It’s like oil and water. It’s what tripped me up, smashed my face on the concrete, and left me bleeding.

I have the good fortune of nearly twenty unpublished novels under my belt, and worldbuilding for each at my disposal. Is this cheating? I sure hope not.

The Acorn King is my first finished novel. I finished it four years ago, sent it out to a couple of agents/publishers, got stock responses, and it went back to the shelf. It’s a great work, I guess, but now that I re-read it, pretty unpublishable. Why? Who cares. I don’t like it, and that’s enough for me. Passive voice, weak storytelling, all wrapped in a dual first-person narration that trips over itself and re-hashes interactions at random. I loved the theory behind it–it came from a series of violent dreams I had–coupled with a strong dose of Beksinski, violin music, and a need to create a religion.

The last part is what I’m using in my “modern” steampunk scifantasy: a character with knowledge of an entire dead religion, where no surviving followers exist, pulled from the scattered references to Hecate. I wrote Acorn King as a way to understand the deity, and in doing so, created a series of characters that defy all modern religion, but play off it.

So the “worldbuilding” is mostly managed: I have a whole series of archaic texts I wrote for AK, a series of characters/gods/demons/etc to draw from in the construction of this faux magical study, and even get to create a little alternate history while I do so.

Now all I need to do is explain the reality of working between an 1850’s locksmith and a 2000’s survivalist, and I’ll be set.

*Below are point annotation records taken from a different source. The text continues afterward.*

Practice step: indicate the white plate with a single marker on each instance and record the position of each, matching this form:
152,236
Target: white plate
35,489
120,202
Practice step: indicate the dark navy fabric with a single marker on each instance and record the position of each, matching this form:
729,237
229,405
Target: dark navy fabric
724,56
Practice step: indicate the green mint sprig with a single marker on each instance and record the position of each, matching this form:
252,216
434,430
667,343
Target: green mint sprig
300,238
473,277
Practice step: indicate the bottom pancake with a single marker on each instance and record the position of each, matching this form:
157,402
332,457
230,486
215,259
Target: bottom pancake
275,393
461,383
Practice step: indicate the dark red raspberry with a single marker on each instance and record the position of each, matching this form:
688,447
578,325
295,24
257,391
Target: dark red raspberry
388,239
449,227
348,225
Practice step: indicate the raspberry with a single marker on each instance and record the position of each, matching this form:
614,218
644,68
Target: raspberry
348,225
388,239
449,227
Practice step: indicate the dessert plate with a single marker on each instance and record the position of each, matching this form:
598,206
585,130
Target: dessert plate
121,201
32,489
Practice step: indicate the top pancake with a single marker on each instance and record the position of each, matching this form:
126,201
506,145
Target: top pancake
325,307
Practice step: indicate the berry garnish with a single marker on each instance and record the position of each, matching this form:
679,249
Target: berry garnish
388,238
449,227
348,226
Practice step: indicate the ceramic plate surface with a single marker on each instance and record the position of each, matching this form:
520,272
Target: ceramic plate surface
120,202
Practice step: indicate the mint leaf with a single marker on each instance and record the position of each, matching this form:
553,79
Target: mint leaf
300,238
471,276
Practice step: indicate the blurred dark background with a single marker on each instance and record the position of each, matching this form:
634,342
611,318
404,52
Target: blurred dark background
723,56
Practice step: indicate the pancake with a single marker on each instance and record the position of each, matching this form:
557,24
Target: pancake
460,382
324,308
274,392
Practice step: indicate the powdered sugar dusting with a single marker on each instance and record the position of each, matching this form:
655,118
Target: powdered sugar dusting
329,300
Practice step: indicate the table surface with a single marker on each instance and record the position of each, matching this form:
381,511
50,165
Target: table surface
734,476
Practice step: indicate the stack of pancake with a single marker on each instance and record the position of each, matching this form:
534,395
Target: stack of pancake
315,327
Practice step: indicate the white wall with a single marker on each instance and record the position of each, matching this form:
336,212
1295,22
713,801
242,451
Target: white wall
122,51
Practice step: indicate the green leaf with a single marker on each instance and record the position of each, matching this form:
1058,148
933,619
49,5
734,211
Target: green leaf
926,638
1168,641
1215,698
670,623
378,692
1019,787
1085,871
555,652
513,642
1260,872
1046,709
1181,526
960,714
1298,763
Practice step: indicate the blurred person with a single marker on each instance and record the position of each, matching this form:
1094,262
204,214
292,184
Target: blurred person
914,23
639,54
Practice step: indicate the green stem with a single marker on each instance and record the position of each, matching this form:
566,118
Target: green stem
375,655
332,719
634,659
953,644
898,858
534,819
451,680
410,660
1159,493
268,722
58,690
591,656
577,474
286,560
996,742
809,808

I’m thinking a retelling of AK is in order; three characters being the two brothers from the novel plus Barr’cuda (renamed Lotus).

Regardless, worldbuilding while working NaNoWriMo sucks. It’s a direct counterpoint to “sit down and write,” and it was a mistake that cost me nearly fifteen days of writing: every time I sat to write I stopped because I didn’t know where to go. “A mystic, a realist, and an anarchist sit down at a bar…” Where do I go from there? How do I flesh these guys out while pushing the story forward? I DON’T EVEN HAVE A “BAD GUY!”

Worldbuilding continues. I need a bad guy (aka, antagonist). I’m thinking some slimy someone bent on collecting arcane novella that, at the realization of the MCs hunting the book, starts to dabble and eventually obsess over the thing.

Fun. I’m really excited now. Revitalization of one of my favorite novels? And all these extra files (I wrote nearly twenty back-stories, a veritable Bible of allegorical reference material) are just what the doctor ordered. AK won’t change any. The worldbuilding will just hop over to another story.